Deshalb regen sich jetzt alle darüber auf, dass Taylor Swift zur "Person of the Year" ernannt wurde

Eigentlich ist es eine große Ehre, von dem renommierten Nachrichtenmagazin "Time" als Person des Jahres ausgezeichnet zu werden.

Das 'Time' gilt als eines der renommiertesten Nachrichtenmagazine der Welt. Deshalb ist es auch eine große Nummer, vom ‘Time’ als ‘’Person of the Year’’ ausgezeichnet zu werden. Das sind traditionell nämlich Leute, die in dem Jahr einen besonderen Impact hatten oder etwas bewegt haben. Schon bevor das Cover überhaupt rauskam, gab es viel Diskussion darum, denn Donald Trump behauptete auf Twitter, dankend den Titel abgelehnt zu haben. Natürlich war das gelogen. Jetzt wurde die echte Person – oder besser gesagt Personen – des Jahres enthüllt, denn das ‘Time’ entschied sich für die Frauen und Männer der #MeToo-Bewegung. Aber auch hier hagelt es Kritik. Der Grund: Taylor Swift.


‘’Silence Breakers’’, steht auf dem Cover, auf dem Personen abgebildet sind, die den Mut hatten, dieses Jahr ihr Schweigen zu brechen und öffentlich über ihre sexuelle Belästigung zu berichten.

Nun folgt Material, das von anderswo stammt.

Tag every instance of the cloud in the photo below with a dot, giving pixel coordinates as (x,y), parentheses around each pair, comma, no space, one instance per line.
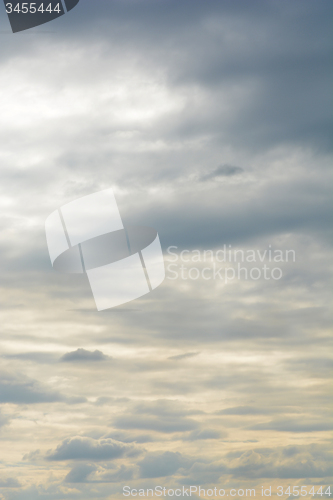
(222,171)
(161,464)
(294,425)
(183,356)
(205,434)
(79,473)
(247,410)
(83,448)
(310,461)
(165,416)
(10,483)
(159,424)
(82,356)
(19,390)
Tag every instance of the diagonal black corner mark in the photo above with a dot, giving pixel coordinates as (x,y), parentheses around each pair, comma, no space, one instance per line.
(35,12)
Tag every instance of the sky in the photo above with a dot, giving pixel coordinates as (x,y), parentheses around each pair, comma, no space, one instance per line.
(211,121)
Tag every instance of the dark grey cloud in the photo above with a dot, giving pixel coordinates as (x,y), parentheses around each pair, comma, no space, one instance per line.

Dazu gehören maßgeblich die Schauspielerinnen Ashley Judd, Rose McGowan und Alissa Milano, die alle zentrale Rollen in dem Skandal um Harvey Weinstein spielten und den Ball erst ins Rollen brachten. Allerdings hat es nur Ashley Judd aufs Cover geschafft, weil anscheinend noch Platz für Taylor Swift gemacht werden musste. Aber was hat die bitte mit der #MeToo-Bewegung zu tun? Eigentlich nämlich nichts. Das sehen auch die User im Netz so, die sich jetzt ordentlich darüber aufregen, dass Taylor Swift zur Person des Jahres ernannt wurde.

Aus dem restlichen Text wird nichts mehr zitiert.